Серьги лежали в ломбарде девять лет. За этот срок, наверное, было немало событий в мире, ослепительных, оглушающих человека событий! А серьги лежали в казенной коробке за номером, и девять лет я платил за них проценты. Когда деньги лежат в банке, каждый знает, что они там не лежат, а текут куда-то, в капиталистический ручей, в поток, и возвращаются, когда в них есть надобность. Но с серьгами дело обстоит иначе. Со старой одеждой, граммофонами, серебряными ложками тоже: они лежат, пока платишь проценты, потом, когда их платить перестаешь, они навсегда уходят за пределы досягаемости.

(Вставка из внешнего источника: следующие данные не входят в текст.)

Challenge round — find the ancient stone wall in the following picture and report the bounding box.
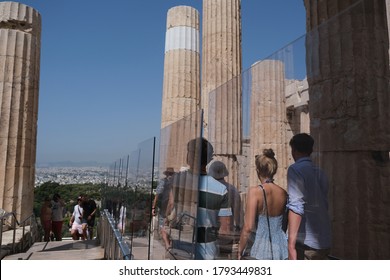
[304,0,390,259]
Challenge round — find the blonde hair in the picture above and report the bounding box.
[255,149,278,179]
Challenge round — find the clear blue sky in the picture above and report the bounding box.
[15,0,305,164]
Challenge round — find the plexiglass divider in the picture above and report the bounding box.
[102,0,390,259]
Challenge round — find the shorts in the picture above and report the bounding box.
[72,223,83,234]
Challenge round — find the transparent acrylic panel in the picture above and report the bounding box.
[123,138,155,259]
[152,111,202,259]
[305,0,390,259]
[206,20,309,259]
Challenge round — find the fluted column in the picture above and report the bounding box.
[160,6,201,219]
[161,6,200,128]
[202,0,242,188]
[304,0,390,259]
[161,6,200,170]
[0,2,41,220]
[249,60,289,189]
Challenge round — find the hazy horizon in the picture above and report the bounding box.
[19,0,305,164]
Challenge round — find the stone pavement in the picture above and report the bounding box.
[3,234,166,260]
[3,239,104,260]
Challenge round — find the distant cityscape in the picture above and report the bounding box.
[35,164,108,187]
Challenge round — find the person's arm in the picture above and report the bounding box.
[88,204,97,220]
[287,167,305,260]
[238,187,262,259]
[219,216,231,235]
[152,194,158,216]
[288,210,302,260]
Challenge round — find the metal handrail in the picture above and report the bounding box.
[99,209,133,260]
[0,212,38,255]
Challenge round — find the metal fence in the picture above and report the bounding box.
[98,209,133,260]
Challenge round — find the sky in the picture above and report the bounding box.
[11,0,305,165]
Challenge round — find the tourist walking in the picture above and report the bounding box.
[40,197,52,242]
[173,138,232,260]
[51,193,65,241]
[238,149,288,260]
[83,197,97,239]
[287,133,331,260]
[70,196,87,240]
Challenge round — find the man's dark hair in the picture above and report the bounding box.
[187,138,214,166]
[290,133,314,155]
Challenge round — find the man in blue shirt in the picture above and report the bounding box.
[287,133,331,260]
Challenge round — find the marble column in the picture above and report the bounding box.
[160,6,201,216]
[0,2,41,221]
[304,0,390,259]
[161,6,200,170]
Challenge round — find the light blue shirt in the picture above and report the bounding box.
[287,157,331,249]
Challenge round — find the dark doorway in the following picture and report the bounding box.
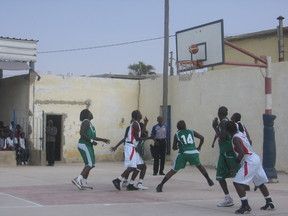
[46,114,62,161]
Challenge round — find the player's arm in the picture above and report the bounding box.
[80,120,93,144]
[194,131,204,151]
[132,122,150,141]
[211,134,218,148]
[243,126,252,145]
[232,137,245,163]
[94,137,110,144]
[216,121,229,143]
[172,134,179,151]
[110,137,125,152]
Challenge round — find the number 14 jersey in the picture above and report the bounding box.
[176,129,199,154]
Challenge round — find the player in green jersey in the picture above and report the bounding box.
[156,120,214,192]
[72,109,110,190]
[212,106,240,207]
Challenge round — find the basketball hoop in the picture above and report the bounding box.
[177,60,203,81]
[177,60,203,72]
[189,44,199,55]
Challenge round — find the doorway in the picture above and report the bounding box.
[46,114,63,161]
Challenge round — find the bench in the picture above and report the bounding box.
[0,151,16,166]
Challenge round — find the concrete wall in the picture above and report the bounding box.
[0,75,30,132]
[35,75,139,162]
[224,31,288,67]
[140,62,288,172]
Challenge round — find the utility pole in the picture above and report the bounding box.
[169,51,174,76]
[162,0,169,119]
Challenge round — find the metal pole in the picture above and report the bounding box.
[277,16,284,62]
[163,0,169,122]
[263,57,278,182]
[169,51,174,76]
[265,57,272,115]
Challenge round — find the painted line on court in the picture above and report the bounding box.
[0,192,43,208]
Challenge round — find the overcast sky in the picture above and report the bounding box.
[0,0,288,75]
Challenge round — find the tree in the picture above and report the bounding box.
[128,61,155,75]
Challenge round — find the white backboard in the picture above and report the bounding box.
[176,20,225,72]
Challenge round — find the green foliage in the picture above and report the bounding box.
[128,61,155,75]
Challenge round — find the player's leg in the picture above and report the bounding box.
[72,143,90,190]
[137,162,148,190]
[156,154,183,192]
[191,154,214,186]
[159,140,166,175]
[196,164,214,186]
[258,184,275,210]
[216,154,234,207]
[233,161,255,214]
[127,167,139,191]
[153,141,160,175]
[233,182,251,214]
[112,144,136,190]
[253,165,275,210]
[156,169,177,192]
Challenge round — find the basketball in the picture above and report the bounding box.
[189,44,199,54]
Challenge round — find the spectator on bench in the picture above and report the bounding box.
[5,131,18,151]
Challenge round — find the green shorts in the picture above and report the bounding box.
[78,143,95,167]
[173,153,200,171]
[216,151,240,181]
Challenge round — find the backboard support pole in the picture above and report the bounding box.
[224,41,278,182]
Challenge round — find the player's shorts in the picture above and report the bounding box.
[216,151,240,181]
[233,154,268,186]
[124,143,143,168]
[78,143,95,167]
[172,153,200,171]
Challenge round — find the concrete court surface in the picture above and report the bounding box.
[0,162,288,216]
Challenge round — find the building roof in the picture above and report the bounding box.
[90,74,158,80]
[225,27,288,41]
[0,36,38,42]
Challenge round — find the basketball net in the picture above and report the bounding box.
[177,60,203,81]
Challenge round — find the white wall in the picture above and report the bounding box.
[35,76,139,161]
[0,75,29,132]
[140,62,288,171]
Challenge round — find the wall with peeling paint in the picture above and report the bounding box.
[35,75,139,162]
[0,76,30,132]
[140,62,288,172]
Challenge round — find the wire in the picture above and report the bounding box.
[38,35,175,54]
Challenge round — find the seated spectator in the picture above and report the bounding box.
[5,131,17,151]
[16,132,29,165]
[0,130,6,151]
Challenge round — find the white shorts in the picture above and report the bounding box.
[124,143,144,168]
[233,154,268,186]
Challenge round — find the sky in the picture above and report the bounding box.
[0,0,288,76]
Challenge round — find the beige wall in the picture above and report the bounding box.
[27,62,288,172]
[0,75,30,132]
[140,62,288,172]
[35,76,139,162]
[217,31,288,68]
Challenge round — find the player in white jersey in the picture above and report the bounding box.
[231,112,252,145]
[112,110,146,190]
[227,121,274,214]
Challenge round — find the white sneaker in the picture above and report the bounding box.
[137,182,148,190]
[82,179,93,190]
[122,180,128,188]
[217,196,234,207]
[72,177,83,190]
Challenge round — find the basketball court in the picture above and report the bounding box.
[0,162,288,216]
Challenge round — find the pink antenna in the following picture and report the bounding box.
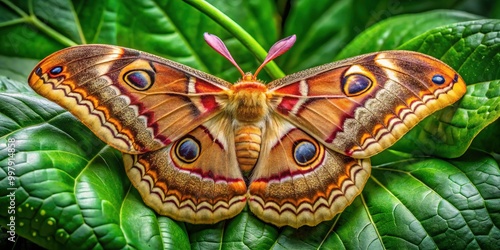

Городской ломбард в Париже — одно из самых отвратительных мест, какие я знаю. Пахнет дезинфекцией, стены крашены в серый цвет, два ряда скамеек. Ни для кого не тайна, для чего все сюда собрались. Служащий в сером халате принимает вещь, дает номерок, уносит ее, и через несколько минут раздается крик:

— Номер двадцать третий! Семьсот.

Это значит, что дают семьсот за принесенный тобой предмет. Ты идешь к окошечку и говоришь:

— Хорошо.

И получаешь деньги. Или говоришь:

— Мало. Не могу.

Тебе возвращают твое имущество, и ты уходишь. Идти некуда. Иногда, когда закладываешь драгоценность, можно сказать:

— Натяните еще немножко, будьте добры.

Но драгоценностью считается здесь только золото, платина и бриллианты. Рубины, изумруды и сапфиры называются цветными камнями и за них почти ничего не дают. За жемчуг же не дают ничего — он имеет свойство умирать вдали от хозяина. И тогда, конечно, ему грош цена.

Люди сидят рядышком на длинных скамейках и ждут приговора. Девять лет тому назад сидел там и я. Женщина, сидевшая от меня справа и принесшая четыре старых простыни, ничего не получила за них. Мужчина с бородкой, сидевший слева, похожий на Ленина, принес какую-то ветхую книгу, и ему предложили за нее двести. Он попробовал объяснить, что это — издание 1747 года, но раздался крик:

— Да или нет? И он сказал: да.

За серьги мне, как я и предполагал, дали кучу денег. В каждой было по бриллианту размером с небольшую пуговицу, и оба были чистейшей белизны. Дают обыкновенно треть стоимости, и я подумал: да, так оно и выходит, она столько раз мне говорила, что если продать серьги, то можно на них прожить вдвоем около полугода; это значит, что я один мог бы прожить на них целый год.

Все деньги в тот же день ушли в уплату счетов по госпиталю и ее похоронам. Только один счет остался неоплаченным: двух последних переливаний крови. Тогда я продал ее маленькие золотые часы и выкрутился. Ювелир, купивший их, велел мне прийти через неделю.